Extrait d'un article d'Edmond Jaloux sur le cinéma, publié le 1er mai 1934 dans La Revue Belge. Dans ce même numéro on peut lire l'essai "Liberté et civilisation" d'Albert Einstein. Marseillais et Académicien français (à partir de 1937), Edmond Jaloux est écrivain et critique de grande renommée. Parmi ses œuvres, citons Le Triomphe de la frivolité (1903), Les Amours perdues (1919), L'Égarée (1938) et Les Saisons littéraires (1896-1914). Dans son article sur le cinéma, comme beaucoup d'écrivains à son époque, Edmond Jaloux avoue sa déception du cinéma, selon lui à cause des producteurs qui sacrifient la création artistique pour tirer le plus de profits de "sornettes" et de l'utilisation réductrice des "stars". Un avis quelque peu excessif mais non dénué de vérité, en pleine mainmise de Hollywood sur la production mondiale.
"Après avoir fait de rapides progrès, il semble bien que depuis quelques années le cinéma piétine sur place et cherche difficilement sa voie. Ou plutôt, il cherche instinctivement plusieurs voies, et l'erreur générale vient de ce que les producteurs de films s'efforcent de gagner le plus d'argent possible ; ils partent donc de l'idée naïve que, pour obtenir ce résultat, il importe d'abord de faire une avance de fonds très importante. Le danger du cinéma est d'être presque uniquement considéré comme une affaire : que serait l'art si, depuis qu'il existe, il avait été soumis à cette unique conception ?"

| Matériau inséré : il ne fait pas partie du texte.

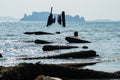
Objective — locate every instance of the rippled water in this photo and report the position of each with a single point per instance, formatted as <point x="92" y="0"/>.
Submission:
<point x="105" y="38"/>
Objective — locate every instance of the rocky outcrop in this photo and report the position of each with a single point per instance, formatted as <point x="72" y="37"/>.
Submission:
<point x="42" y="42"/>
<point x="56" y="47"/>
<point x="76" y="40"/>
<point x="28" y="71"/>
<point x="76" y="55"/>
<point x="80" y="54"/>
<point x="38" y="33"/>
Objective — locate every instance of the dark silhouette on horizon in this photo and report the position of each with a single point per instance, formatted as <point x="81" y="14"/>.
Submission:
<point x="51" y="20"/>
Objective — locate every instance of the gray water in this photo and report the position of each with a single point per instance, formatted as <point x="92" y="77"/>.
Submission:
<point x="105" y="38"/>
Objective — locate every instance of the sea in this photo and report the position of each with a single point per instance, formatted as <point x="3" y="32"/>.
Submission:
<point x="104" y="38"/>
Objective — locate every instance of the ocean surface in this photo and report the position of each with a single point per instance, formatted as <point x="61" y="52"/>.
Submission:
<point x="105" y="38"/>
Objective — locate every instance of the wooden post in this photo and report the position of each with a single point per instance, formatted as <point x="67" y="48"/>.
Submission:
<point x="50" y="18"/>
<point x="63" y="19"/>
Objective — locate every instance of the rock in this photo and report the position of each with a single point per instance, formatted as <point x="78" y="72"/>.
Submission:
<point x="1" y="56"/>
<point x="56" y="47"/>
<point x="75" y="55"/>
<point x="76" y="40"/>
<point x="42" y="42"/>
<point x="58" y="32"/>
<point x="77" y="65"/>
<point x="80" y="54"/>
<point x="38" y="33"/>
<point x="42" y="77"/>
<point x="29" y="71"/>
<point x="85" y="47"/>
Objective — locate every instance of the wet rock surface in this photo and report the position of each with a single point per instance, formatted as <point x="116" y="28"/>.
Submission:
<point x="56" y="47"/>
<point x="70" y="55"/>
<point x="80" y="54"/>
<point x="38" y="33"/>
<point x="76" y="40"/>
<point x="29" y="71"/>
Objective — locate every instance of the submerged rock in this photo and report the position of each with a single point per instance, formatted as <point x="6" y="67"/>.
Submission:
<point x="56" y="47"/>
<point x="42" y="42"/>
<point x="85" y="47"/>
<point x="28" y="71"/>
<point x="38" y="33"/>
<point x="76" y="40"/>
<point x="80" y="54"/>
<point x="75" y="55"/>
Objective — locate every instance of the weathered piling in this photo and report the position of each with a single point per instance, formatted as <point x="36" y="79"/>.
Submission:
<point x="42" y="42"/>
<point x="59" y="19"/>
<point x="63" y="19"/>
<point x="1" y="55"/>
<point x="38" y="33"/>
<point x="50" y="18"/>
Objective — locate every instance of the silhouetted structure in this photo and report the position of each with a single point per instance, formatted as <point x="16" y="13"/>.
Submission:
<point x="59" y="19"/>
<point x="63" y="19"/>
<point x="51" y="20"/>
<point x="75" y="34"/>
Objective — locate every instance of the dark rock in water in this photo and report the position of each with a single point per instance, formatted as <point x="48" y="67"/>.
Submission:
<point x="85" y="47"/>
<point x="42" y="42"/>
<point x="1" y="56"/>
<point x="42" y="77"/>
<point x="29" y="33"/>
<point x="80" y="54"/>
<point x="11" y="75"/>
<point x="28" y="71"/>
<point x="38" y="33"/>
<point x="75" y="34"/>
<point x="75" y="40"/>
<point x="77" y="65"/>
<point x="56" y="47"/>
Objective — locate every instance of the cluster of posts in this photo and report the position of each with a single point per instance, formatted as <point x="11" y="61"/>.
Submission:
<point x="60" y="19"/>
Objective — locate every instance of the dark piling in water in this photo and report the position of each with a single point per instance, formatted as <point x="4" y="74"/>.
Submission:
<point x="39" y="33"/>
<point x="63" y="19"/>
<point x="1" y="55"/>
<point x="59" y="19"/>
<point x="42" y="42"/>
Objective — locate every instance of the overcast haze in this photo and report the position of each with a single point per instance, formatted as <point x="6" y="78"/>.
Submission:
<point x="90" y="9"/>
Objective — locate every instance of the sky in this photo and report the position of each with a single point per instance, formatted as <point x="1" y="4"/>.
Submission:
<point x="90" y="9"/>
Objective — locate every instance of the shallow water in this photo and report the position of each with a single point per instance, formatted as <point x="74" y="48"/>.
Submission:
<point x="105" y="38"/>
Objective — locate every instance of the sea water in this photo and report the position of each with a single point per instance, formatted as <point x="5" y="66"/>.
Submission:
<point x="105" y="38"/>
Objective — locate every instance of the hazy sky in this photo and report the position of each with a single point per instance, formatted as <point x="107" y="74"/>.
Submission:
<point x="90" y="9"/>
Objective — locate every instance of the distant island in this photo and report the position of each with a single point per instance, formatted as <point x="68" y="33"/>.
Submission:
<point x="43" y="16"/>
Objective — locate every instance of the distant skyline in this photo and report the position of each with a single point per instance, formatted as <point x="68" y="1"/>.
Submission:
<point x="90" y="9"/>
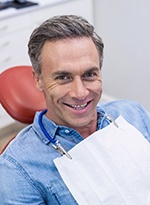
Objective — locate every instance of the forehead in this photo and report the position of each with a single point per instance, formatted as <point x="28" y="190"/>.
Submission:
<point x="70" y="53"/>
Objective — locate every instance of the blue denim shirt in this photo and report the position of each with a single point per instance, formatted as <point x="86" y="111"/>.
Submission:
<point x="27" y="171"/>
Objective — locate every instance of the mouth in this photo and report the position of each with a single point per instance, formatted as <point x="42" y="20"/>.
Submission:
<point x="78" y="107"/>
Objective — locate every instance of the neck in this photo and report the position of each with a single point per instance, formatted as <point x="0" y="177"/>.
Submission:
<point x="87" y="131"/>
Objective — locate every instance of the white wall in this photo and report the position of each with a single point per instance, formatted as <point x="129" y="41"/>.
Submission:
<point x="124" y="26"/>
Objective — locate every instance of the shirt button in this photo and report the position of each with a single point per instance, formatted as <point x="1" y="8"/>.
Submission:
<point x="67" y="131"/>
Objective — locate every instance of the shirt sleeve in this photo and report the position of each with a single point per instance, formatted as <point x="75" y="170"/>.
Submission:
<point x="15" y="186"/>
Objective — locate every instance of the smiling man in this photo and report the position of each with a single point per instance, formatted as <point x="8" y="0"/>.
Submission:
<point x="66" y="55"/>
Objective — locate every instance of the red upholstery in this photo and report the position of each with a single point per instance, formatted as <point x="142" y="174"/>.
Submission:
<point x="18" y="94"/>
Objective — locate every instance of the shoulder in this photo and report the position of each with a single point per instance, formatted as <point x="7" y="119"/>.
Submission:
<point x="118" y="107"/>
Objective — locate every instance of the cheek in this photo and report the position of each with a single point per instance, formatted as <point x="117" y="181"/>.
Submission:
<point x="54" y="92"/>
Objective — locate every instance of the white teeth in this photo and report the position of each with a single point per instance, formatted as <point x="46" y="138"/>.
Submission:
<point x="78" y="107"/>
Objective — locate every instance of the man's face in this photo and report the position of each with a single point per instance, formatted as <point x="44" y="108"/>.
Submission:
<point x="71" y="81"/>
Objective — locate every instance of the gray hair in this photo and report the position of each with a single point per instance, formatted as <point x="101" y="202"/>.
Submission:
<point x="57" y="28"/>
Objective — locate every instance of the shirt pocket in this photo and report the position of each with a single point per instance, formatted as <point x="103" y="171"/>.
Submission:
<point x="60" y="193"/>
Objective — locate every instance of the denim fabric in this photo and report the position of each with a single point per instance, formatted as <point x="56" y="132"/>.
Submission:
<point x="27" y="172"/>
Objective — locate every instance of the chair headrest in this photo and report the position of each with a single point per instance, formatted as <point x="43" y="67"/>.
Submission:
<point x="18" y="94"/>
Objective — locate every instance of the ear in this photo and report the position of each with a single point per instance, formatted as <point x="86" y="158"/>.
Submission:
<point x="37" y="81"/>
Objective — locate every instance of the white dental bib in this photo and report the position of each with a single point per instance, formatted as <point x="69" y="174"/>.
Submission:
<point x="110" y="167"/>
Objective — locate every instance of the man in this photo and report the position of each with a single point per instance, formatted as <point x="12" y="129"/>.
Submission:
<point x="66" y="56"/>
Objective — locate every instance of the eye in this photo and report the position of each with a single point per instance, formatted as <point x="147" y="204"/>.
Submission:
<point x="91" y="75"/>
<point x="63" y="78"/>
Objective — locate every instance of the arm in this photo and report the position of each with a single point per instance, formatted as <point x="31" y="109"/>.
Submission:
<point x="15" y="185"/>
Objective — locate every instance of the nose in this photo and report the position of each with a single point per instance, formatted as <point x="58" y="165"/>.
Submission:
<point x="78" y="89"/>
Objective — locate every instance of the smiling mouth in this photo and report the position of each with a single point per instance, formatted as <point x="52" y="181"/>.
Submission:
<point x="78" y="107"/>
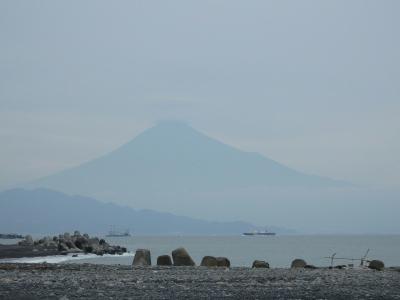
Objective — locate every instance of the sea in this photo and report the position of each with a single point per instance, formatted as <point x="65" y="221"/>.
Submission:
<point x="277" y="250"/>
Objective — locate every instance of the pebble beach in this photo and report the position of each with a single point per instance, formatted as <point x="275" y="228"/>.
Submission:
<point x="88" y="281"/>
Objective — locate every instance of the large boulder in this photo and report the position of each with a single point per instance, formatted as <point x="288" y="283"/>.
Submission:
<point x="142" y="258"/>
<point x="164" y="260"/>
<point x="209" y="261"/>
<point x="376" y="265"/>
<point x="298" y="263"/>
<point x="28" y="241"/>
<point x="260" y="264"/>
<point x="223" y="262"/>
<point x="182" y="258"/>
<point x="81" y="242"/>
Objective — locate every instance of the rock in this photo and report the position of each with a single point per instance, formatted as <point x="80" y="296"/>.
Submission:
<point x="298" y="263"/>
<point x="223" y="262"/>
<point x="164" y="260"/>
<point x="62" y="247"/>
<point x="70" y="244"/>
<point x="142" y="258"/>
<point x="310" y="267"/>
<point x="28" y="241"/>
<point x="260" y="264"/>
<point x="376" y="265"/>
<point x="80" y="242"/>
<point x="209" y="261"/>
<point x="340" y="267"/>
<point x="182" y="258"/>
<point x="88" y="249"/>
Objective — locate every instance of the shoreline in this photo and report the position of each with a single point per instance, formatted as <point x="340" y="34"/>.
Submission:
<point x="90" y="281"/>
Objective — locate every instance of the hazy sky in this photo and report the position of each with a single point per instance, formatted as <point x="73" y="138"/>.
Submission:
<point x="312" y="84"/>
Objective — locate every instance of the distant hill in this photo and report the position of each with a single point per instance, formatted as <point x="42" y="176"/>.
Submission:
<point x="46" y="211"/>
<point x="173" y="164"/>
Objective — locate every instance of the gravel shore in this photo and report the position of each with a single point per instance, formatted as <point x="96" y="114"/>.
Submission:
<point x="74" y="281"/>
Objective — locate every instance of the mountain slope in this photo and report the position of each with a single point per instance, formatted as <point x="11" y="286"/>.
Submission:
<point x="47" y="211"/>
<point x="174" y="160"/>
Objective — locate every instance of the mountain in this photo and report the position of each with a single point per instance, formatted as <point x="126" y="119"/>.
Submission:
<point x="174" y="159"/>
<point x="47" y="211"/>
<point x="173" y="168"/>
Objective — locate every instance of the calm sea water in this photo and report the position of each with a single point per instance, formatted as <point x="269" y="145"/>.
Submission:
<point x="279" y="251"/>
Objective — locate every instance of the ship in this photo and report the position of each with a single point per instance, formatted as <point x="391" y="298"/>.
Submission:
<point x="115" y="233"/>
<point x="256" y="232"/>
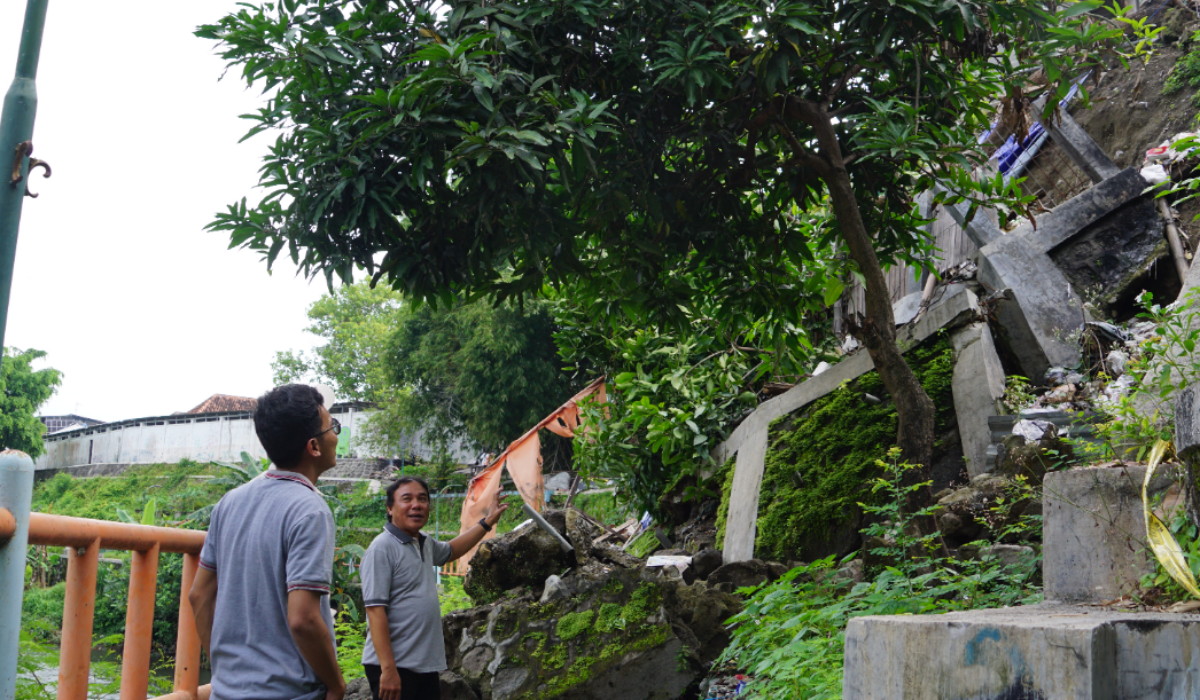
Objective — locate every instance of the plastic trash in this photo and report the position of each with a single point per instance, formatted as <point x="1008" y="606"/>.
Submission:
<point x="1155" y="174"/>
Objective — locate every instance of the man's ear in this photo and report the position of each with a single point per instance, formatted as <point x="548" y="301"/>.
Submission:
<point x="312" y="448"/>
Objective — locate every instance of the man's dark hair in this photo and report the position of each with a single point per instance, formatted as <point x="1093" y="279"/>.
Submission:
<point x="391" y="489"/>
<point x="285" y="419"/>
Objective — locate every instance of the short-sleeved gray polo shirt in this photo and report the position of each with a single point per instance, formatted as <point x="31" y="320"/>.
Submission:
<point x="397" y="573"/>
<point x="267" y="538"/>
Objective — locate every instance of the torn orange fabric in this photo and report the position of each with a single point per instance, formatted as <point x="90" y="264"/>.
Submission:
<point x="525" y="467"/>
<point x="523" y="461"/>
<point x="564" y="420"/>
<point x="480" y="492"/>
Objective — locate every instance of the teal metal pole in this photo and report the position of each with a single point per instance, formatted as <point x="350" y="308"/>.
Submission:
<point x="17" y="129"/>
<point x="16" y="494"/>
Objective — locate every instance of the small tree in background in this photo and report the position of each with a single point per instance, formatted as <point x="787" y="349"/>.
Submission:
<point x="23" y="390"/>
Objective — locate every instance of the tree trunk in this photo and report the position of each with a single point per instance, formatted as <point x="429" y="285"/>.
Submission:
<point x="915" y="410"/>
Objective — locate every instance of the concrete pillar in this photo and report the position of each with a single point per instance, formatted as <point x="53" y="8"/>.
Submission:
<point x="1045" y="310"/>
<point x="1079" y="145"/>
<point x="1187" y="424"/>
<point x="977" y="386"/>
<point x="743" y="515"/>
<point x="1036" y="652"/>
<point x="1095" y="532"/>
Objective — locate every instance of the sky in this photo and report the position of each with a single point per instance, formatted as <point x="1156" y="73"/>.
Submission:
<point x="142" y="310"/>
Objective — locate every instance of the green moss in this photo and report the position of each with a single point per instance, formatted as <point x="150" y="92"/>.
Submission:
<point x="819" y="459"/>
<point x="643" y="603"/>
<point x="507" y="622"/>
<point x="723" y="509"/>
<point x="621" y="629"/>
<point x="574" y="624"/>
<point x="613" y="587"/>
<point x="610" y="618"/>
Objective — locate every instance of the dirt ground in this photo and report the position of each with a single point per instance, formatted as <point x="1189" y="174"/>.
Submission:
<point x="1128" y="112"/>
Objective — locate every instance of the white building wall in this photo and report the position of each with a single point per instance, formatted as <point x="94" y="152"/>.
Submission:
<point x="169" y="438"/>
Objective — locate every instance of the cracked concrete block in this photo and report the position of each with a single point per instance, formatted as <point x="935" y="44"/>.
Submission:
<point x="977" y="387"/>
<point x="1095" y="532"/>
<point x="1033" y="652"/>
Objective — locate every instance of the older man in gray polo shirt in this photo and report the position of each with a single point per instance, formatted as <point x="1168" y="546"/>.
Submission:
<point x="400" y="591"/>
<point x="261" y="596"/>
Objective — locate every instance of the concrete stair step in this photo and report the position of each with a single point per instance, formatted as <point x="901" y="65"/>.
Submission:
<point x="1037" y="652"/>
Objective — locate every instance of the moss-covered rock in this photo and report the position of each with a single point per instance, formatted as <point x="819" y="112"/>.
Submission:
<point x="627" y="633"/>
<point x="819" y="459"/>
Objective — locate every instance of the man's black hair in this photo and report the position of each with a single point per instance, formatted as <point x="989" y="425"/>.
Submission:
<point x="391" y="489"/>
<point x="285" y="419"/>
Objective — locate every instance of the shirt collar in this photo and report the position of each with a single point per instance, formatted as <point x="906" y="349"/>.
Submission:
<point x="289" y="477"/>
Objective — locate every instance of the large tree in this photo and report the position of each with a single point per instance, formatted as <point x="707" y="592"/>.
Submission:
<point x="475" y="372"/>
<point x="623" y="147"/>
<point x="355" y="322"/>
<point x="23" y="389"/>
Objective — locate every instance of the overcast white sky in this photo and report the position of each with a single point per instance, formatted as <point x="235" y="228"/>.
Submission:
<point x="143" y="311"/>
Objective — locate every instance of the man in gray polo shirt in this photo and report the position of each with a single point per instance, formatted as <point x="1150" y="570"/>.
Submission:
<point x="261" y="596"/>
<point x="400" y="590"/>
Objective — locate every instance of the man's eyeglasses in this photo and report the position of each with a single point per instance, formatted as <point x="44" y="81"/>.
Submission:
<point x="333" y="425"/>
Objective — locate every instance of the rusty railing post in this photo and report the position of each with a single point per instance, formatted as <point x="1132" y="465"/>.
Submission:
<point x="139" y="623"/>
<point x="16" y="492"/>
<point x="78" y="611"/>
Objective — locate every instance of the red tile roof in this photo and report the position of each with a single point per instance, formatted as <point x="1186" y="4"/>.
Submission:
<point x="219" y="402"/>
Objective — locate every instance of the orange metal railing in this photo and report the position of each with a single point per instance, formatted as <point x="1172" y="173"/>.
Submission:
<point x="87" y="538"/>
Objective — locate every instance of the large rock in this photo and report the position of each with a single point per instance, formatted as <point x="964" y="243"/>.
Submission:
<point x="736" y="575"/>
<point x="625" y="633"/>
<point x="521" y="558"/>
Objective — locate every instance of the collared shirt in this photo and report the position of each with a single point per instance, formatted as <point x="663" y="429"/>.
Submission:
<point x="399" y="574"/>
<point x="267" y="538"/>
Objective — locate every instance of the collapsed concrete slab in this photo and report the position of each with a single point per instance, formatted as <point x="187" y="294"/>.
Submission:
<point x="1035" y="652"/>
<point x="1096" y="532"/>
<point x="957" y="306"/>
<point x="978" y="386"/>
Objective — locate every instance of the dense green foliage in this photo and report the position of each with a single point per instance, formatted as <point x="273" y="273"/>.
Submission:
<point x="820" y="458"/>
<point x="473" y="372"/>
<point x="671" y="399"/>
<point x="23" y="389"/>
<point x="790" y="635"/>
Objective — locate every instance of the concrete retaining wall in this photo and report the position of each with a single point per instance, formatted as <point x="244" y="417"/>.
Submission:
<point x="1039" y="652"/>
<point x="201" y="437"/>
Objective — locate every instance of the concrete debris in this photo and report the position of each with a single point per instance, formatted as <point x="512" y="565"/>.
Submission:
<point x="1035" y="430"/>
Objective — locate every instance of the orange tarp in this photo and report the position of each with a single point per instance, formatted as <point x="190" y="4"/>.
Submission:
<point x="523" y="461"/>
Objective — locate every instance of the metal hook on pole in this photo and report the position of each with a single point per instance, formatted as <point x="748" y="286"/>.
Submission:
<point x="24" y="149"/>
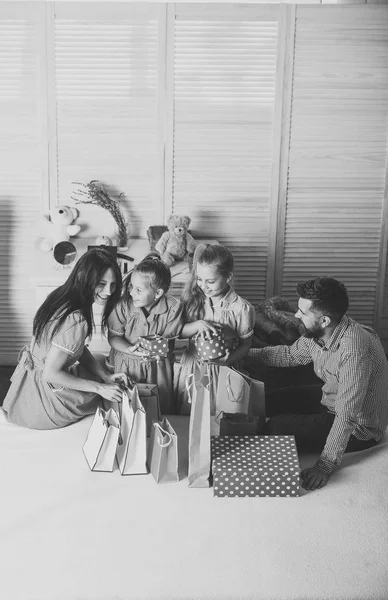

"Par ailleurs, la publicité et le goût du public s'étant mis d'accord pour exalter le rôle des "stars", le film est le plus souvent un simple moyen de mettre en valeur l'une ou l'autre de ces fugitives étoiles. C'est ainsi que d'excellentes productions ayant consacré, à l'origine, la physionomie de Greta Garbo et de Marlène Dietrich, nous avons vu depuis ces deux artistes dans un certain nombre de films sans intérêt, où elles se sont usées. Car cette idolâtrie de la "star" n'est pas assez forte pour obtenir des producteurs qu'ils cherchent à donner à leurs favorites un groupement de scènes et d'images dignes d'elles. Tout au contraire, ils n'ont souci que de les vulgariser et des rendre plaisantes à un public de plus en plus vaste pour lequel on les force à se sacrifier peu à peu. Après quoi on les jette au panier de l'oubli et on recommence avec d'autres, sans vouloir comprendre que leur qualité aurait exigé au contraire un ensemble de qualité et non l'obéissance passive de ces femmes à un type d'entreprise que le caprice des succès inattendus modifie chaque trimestre."
"Ces circonstances et bien d'autres pèsent lourdement sur le cinéma et entravent son évolution. Ceux qui l'ont aimé avec un plaisir sincère et sans fanatisme ne peuvent ps ne pas observer cette paralysie avec une certaine inquiétude. Ce n'est pas qu'il n'y est de temps en temps de bons films, mais on attendait de cet art si neuf et si fécond autre chose que des réussites isolées et rares, rendues plus rares par l'invraisemblable abondance des sornettes courantes."